By: Tyler Boatright
Anyone that knows me well could tell you I’ve always been horrible at giving gifts. Choosing, wrapping, and delivering presents takes many of the same skills as producing educational content. This idea has been on my mind throughout my rotation at the University of Maryland Campus Dining, where my internship partner and I are responsible for producing an enormous amount of educational content. Throughout the last three weeks we’ve made countless posters, table tents, nutrition tips, infographics, and articles. We chose each one carefully, thinking of our audience’s needs, how we would squeeze the information into a small package, design it to hook readers, and then teach a simple nutrition idea related to a complex topic. Creating all of this content has taught me so much selecting appropriate material, packaging it, and delivering it.

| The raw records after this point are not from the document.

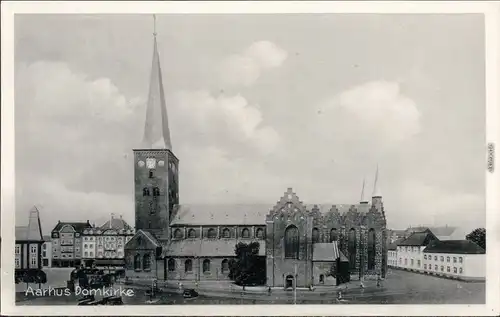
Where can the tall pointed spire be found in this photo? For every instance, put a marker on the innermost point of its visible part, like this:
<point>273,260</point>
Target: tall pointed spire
<point>363,200</point>
<point>376,186</point>
<point>156,129</point>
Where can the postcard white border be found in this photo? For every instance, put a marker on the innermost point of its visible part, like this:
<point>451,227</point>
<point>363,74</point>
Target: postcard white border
<point>489,9</point>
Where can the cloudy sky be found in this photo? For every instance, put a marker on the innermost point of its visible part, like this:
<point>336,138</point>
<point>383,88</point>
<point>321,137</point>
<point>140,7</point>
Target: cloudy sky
<point>257,103</point>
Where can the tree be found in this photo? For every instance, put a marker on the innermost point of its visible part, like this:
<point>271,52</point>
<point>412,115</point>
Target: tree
<point>478,236</point>
<point>248,268</point>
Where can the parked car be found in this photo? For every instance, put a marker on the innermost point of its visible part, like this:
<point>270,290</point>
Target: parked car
<point>30,276</point>
<point>190,293</point>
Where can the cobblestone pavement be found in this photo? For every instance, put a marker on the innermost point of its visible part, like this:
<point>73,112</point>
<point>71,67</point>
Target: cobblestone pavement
<point>400,287</point>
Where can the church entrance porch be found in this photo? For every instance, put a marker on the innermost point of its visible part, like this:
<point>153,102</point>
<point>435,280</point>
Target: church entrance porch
<point>289,282</point>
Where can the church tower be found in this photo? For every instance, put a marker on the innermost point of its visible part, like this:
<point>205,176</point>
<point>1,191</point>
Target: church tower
<point>155,165</point>
<point>377,194</point>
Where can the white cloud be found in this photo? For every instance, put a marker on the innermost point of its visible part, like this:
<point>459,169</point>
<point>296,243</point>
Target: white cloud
<point>57,202</point>
<point>245,68</point>
<point>222,121</point>
<point>369,119</point>
<point>438,206</point>
<point>83,131</point>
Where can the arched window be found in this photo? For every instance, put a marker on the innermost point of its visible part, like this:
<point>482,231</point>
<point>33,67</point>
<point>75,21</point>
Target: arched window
<point>206,266</point>
<point>178,234</point>
<point>260,233</point>
<point>333,235</point>
<point>191,233</point>
<point>188,266</point>
<point>245,233</point>
<point>225,266</point>
<point>315,235</point>
<point>156,191</point>
<point>351,245</point>
<point>171,265</point>
<point>371,249</point>
<point>211,233</point>
<point>146,262</point>
<point>292,242</point>
<point>137,262</point>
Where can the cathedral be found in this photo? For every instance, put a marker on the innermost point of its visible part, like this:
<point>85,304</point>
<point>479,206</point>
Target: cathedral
<point>303,244</point>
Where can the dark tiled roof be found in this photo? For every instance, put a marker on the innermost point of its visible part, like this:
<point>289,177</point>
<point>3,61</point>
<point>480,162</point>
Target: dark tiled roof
<point>392,246</point>
<point>325,252</point>
<point>208,248</point>
<point>78,226</point>
<point>239,214</point>
<point>454,246</point>
<point>117,224</point>
<point>243,214</point>
<point>150,237</point>
<point>418,239</point>
<point>443,231</point>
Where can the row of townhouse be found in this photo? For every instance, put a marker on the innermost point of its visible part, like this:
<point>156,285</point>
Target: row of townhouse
<point>71,244</point>
<point>424,252</point>
<point>28,243</point>
<point>80,243</point>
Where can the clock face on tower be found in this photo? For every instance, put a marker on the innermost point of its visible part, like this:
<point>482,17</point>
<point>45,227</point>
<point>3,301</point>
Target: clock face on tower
<point>150,163</point>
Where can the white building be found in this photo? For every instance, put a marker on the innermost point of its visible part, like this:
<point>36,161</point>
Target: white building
<point>392,255</point>
<point>47,251</point>
<point>461,259</point>
<point>410,251</point>
<point>104,246</point>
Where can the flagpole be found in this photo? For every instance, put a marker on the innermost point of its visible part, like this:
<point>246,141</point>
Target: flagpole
<point>295,288</point>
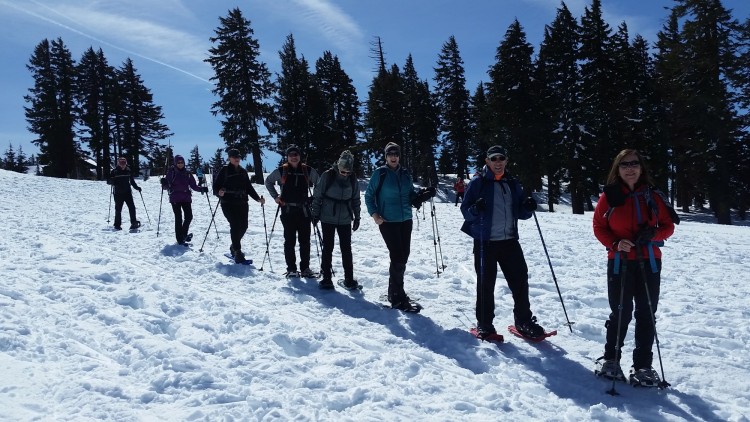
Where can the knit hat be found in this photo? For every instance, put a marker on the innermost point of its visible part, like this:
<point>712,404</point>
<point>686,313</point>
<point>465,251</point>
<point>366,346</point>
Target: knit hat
<point>496,150</point>
<point>346,162</point>
<point>392,147</point>
<point>293,148</point>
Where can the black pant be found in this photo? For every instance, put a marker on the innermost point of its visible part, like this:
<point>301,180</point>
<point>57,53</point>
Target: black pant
<point>397,237</point>
<point>126,199</point>
<point>634,294</point>
<point>296,224</point>
<point>181,226</point>
<point>509,255</point>
<point>345,245</point>
<point>236,214</point>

Giving a baby a blender isn’t going to go well, no matter how well you wrap it, so the first step is to choose the right gift for the right person. I have found that knowing about my intended audience helps me decide which topics will work best. Should I write about the benefits of fiber for a group of vegetable-eating vegans? Probably not. What about the topic of iron deficiency for a group of meat-eating, middle-aged men? Again, that topic wouldn’t fit. Generalizations aside, it helps to know a little bit about the intended audience to determine what topic would have the greatest positive impact. Many of the educational materials at Campus Dining are intended for busy, tired college students, so they need to be succinct enough to communicate quickly, while still conveying relevant information and explaining complex topics. I try to learn as much as I can about the audience so I can pick out something they’ll love.

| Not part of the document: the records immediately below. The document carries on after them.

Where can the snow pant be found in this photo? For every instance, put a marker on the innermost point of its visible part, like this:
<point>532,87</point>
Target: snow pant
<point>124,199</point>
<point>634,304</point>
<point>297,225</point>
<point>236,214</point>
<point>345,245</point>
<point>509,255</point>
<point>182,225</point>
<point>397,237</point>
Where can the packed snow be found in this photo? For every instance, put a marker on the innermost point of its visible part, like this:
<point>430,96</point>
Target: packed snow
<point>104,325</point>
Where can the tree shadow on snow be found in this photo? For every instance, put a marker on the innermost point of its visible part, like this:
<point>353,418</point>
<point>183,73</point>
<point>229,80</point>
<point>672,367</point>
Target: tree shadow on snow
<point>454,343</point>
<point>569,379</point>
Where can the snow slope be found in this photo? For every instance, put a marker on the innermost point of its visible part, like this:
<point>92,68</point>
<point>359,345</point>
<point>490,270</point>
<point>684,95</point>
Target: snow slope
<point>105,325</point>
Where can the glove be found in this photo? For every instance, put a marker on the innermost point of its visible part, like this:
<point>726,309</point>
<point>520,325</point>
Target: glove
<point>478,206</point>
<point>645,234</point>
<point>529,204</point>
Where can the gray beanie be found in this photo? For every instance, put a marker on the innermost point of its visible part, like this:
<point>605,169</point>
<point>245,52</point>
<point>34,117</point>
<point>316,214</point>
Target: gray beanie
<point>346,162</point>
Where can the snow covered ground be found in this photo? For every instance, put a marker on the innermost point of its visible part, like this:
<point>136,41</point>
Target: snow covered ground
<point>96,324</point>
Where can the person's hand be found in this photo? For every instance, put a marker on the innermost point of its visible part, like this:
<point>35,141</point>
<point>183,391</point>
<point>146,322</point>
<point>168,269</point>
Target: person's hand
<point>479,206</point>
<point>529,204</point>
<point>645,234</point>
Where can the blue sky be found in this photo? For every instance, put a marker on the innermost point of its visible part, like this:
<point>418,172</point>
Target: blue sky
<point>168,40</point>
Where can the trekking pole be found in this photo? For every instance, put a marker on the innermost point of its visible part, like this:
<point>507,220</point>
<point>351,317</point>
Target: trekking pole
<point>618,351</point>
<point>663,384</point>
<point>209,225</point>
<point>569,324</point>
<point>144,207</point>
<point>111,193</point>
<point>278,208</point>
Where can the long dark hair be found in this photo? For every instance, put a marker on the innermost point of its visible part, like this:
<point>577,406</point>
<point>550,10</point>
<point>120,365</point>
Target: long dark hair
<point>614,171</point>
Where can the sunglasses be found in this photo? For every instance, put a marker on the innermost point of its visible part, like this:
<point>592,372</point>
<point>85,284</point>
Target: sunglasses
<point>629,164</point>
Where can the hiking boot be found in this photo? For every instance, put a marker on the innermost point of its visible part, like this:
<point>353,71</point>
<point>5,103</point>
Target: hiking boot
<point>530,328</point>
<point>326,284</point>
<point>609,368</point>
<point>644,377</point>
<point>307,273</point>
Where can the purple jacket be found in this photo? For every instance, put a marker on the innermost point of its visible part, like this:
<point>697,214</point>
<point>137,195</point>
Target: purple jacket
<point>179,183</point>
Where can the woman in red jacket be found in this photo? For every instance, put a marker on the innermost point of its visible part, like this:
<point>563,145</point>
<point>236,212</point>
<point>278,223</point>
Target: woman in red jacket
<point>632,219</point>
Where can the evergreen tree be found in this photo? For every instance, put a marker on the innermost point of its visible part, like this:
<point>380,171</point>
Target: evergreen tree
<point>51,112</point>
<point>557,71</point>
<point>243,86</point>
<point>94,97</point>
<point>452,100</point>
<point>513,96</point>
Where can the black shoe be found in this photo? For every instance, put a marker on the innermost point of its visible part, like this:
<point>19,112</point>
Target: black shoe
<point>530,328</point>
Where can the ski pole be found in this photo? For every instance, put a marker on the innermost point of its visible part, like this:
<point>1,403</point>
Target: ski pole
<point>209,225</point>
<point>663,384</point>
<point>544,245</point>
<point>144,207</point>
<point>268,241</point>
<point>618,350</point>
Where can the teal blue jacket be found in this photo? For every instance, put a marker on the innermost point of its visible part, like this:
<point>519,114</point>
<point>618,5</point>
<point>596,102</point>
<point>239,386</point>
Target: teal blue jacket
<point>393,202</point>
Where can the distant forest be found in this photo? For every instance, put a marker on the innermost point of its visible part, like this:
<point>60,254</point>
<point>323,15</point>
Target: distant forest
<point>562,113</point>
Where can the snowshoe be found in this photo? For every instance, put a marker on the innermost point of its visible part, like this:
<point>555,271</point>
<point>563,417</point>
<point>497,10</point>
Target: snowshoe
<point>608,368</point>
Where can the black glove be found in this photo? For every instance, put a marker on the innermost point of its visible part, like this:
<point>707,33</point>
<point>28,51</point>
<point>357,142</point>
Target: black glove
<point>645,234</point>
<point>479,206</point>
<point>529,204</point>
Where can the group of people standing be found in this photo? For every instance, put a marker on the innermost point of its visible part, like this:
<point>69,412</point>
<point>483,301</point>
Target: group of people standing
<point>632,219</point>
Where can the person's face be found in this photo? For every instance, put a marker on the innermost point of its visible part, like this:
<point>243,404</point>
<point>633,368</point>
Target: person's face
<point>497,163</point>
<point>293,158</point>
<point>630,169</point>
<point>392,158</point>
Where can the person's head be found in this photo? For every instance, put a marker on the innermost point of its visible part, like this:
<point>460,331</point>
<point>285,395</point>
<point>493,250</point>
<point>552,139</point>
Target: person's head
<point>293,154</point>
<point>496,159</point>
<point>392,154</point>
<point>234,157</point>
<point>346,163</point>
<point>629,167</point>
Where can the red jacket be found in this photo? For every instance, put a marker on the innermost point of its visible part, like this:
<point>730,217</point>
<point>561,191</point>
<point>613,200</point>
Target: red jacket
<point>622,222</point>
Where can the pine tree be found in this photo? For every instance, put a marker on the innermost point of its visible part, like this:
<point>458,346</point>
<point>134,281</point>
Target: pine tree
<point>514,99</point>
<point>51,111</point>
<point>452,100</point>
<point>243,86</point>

You shouldn’t need to take a gift-unwrapping class before playing with your new present and you shouldn’t need a nutrition degree to understand a poster on the cafeteria wall. I have learned to consider how complicated and detailed to make my topic so that I can make sure my audience will understand it. Trying to distill a large, unwieldy topic down to a concentrated concept is difficult and takes practice. I’m constantly asking myself questions like, “Do readers have enough background information? Is this information is absolutely necessary for the reader to know? Am I using any jargon or acronyms that lay people won’t understand? Is the big idea simple enough?” Reducing sentence length, removing big words, and utilizing lists are all important pieces of keeping the readability within the audiences grasp. The best gift is worthless without a box that the recipient can easily open.
Would you rather open the brightly wrapped present covered in ribbons and bows or the dusty cardboard box sitting in the corner? I have learned that perhaps the most important part of this whole process is to make the information interesting with eye-catching design to help hook your reader’s attention. Even if you carefully select information for your target audience and create a clear summary, it may still get ignored if it isn’t packaged in a way that draws attention. Intuitive design and images can also help communicate messages without words, making materials easier to understand for an audience with limited literacy. Given this, I set aside time to fine-tune the wrapping to hopefully lock my audience’s attention on my content.
Over the last few weeks I’ve learned that creating educational materials is a lot like giving a good birthday present. You need to make sure you’re giving something that the recipient will care about, make sure they can understand the information, and wrap it in something that will draw in your reader. I’ve become a much stronger content creator during my time at University of Maryland Campus Dining, and I believe I’ve become a better gift giver too.